Wednesday, October 18, 2006

Stranger in a Not-So-Strange Land

Early this morning (or late last night, depending on how you look at it) Abir, my friend and host, and I drove to the airport to pick up her brother and his family who were flying in from Belgium. We were sitting at a stoplight and I turned to look at the car beside us. The man turned and looked at me, turned back to the road, and then looked back at me, as if he had woken up. The light changed and we both moved. A few seconds later, I looked back and he was literally driving with his head turned fully sideways, staring at me, not the road. Abir and I both laughed. I told Abir that he probably thought he had fallen asleep and awoken in a different place.

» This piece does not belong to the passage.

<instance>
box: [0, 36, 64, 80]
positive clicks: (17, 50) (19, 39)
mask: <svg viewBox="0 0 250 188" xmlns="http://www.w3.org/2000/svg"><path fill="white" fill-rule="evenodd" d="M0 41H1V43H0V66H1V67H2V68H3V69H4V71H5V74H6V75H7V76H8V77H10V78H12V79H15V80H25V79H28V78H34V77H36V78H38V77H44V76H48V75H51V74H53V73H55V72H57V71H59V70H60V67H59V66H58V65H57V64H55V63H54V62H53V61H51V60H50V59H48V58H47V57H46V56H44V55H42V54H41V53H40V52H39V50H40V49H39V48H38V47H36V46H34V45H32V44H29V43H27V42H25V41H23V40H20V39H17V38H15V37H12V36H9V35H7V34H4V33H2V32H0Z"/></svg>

The whole thing reminded me of something that happened my second week here. Abir and I were standing at the window of her sister Sousan's home, watching people on the street below. It was just before iftar, the evening meal that breaks the Ramadan fast, and everyone was hurrying home. A crescent moon and a star decoration, like Christmas lights, was illuninated in our window and in many of the other windows on the street. The man who lives across the street pulled up to his driveway, but there was a car parked in front of it. He honked and talked to pedestrians and waited. It's not an uncommon occurrence here to wait for someone to move his car so you can get where you need to be, so he was still in a good mood. He looked up and saw Abir and I watching the scene unfold. He smiled and motioned and said something jovial in Arabic. Abir laughed and then translated. He was talking to me. He said: "What's going on? You are dressed for another place, not this one." I was wearing a t-shirt and jeans and had my hair pulled into a low ponytail. Abir stood next to me in a hijab and a long robe-dress, her beautiful, almond-shaped eyes rimmed in kohl. We all looked at one another again and laughed.

p.s. The speed limit for cars on the highway to the airport is posted as 100. In my sleep-deprived delirium I forgot that that is in kilometers per hour, not miles. I just realized it this very moment. Ah! The beauty of the metric system.